I cartelloni di tatuati

Un’interessante tipologia di supporto presente nel Fondo Cesare Lombroso è costituita dai cartoncini di grandi dimensioni che riproducono sezioni o figure intere di corpi nudi, utilizzando diverse tecniche: lapis; matite colorate; inchiostro o acquerello.

Spesso, la riproduzione era accompagnata da una didascalia, posizionata nella parte superiore o inferiore del foglio, che indicava nome, cognome e estremi biografici dell’effigiato, la posizione originaria e il significato dei tatuaggi riprodotti.

Tale impostazione aveva una precisa finalità espositiva e didattica, come testimoniano anche i fori presenti sui lati e sugli angoli dei supporti: oltre all’utilizzo durante le lezioni universitarie, sappiamo infatti che Lombroso, così come altri criminologi, era solito esporre i cartelloni in occasione delle mostre che accompagnavano i congressi di antropologia criminale.

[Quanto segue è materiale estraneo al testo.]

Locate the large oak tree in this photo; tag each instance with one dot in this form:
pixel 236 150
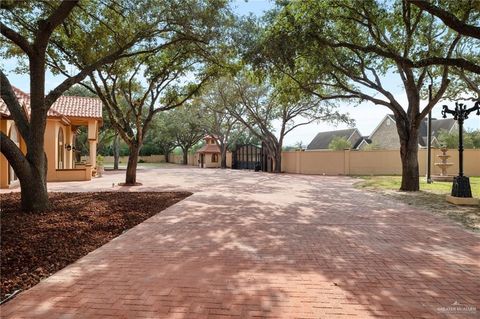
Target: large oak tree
pixel 50 34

Disegno su carta che riproduce i tatuaggi di Francesco Spiteri Torino, Archivio del Museo di Antropologia criminale “Cesare Lombroso” dell’Università di Torino
Disegno su carta che riproduce i tatuaggi di Francesco Spiteri

dal Catalogo

Di questo nucleo fa parte, ad esempio, un cartoncino, a grandezza quasi naturale e foderato in tela, che riproduce i tatuaggi di Francesco Spiteri, pluriomicida originario di Alessandria d’Egitto. La riproduzione è stata inviata a Lombroso dal dottor Santangelo, direttore dell’Ospedale Psichiatrico Pietro Pisani di Palermo, attorno al 1893. Il disegno è stato eseguito con pregevole qualità da un anonimo autore che ha utilizzato diverse tecniche: l’acquerello nero per il contorno del corpo; lapis, acquarello blu, inchiostro nero e matita rossa e blu per i tatuaggi. Un altro esemplare significativo è costituito da un grande disegno acquarellato, copiato dal vero, eseguito da Luigi Frigerio, che raffigura un detenuto della Casa Penale di Alessandria, esposto al Congresso di Parigi del 1889. L’opera è un esemplare unico per l’autorialità certa, la fine tecnica esecutiva, la precisione delle copie dei tatuaggi e la particolare rappresentazione del detenuto, raffigurato in una posa che ricorda gli studi accademici di nudo.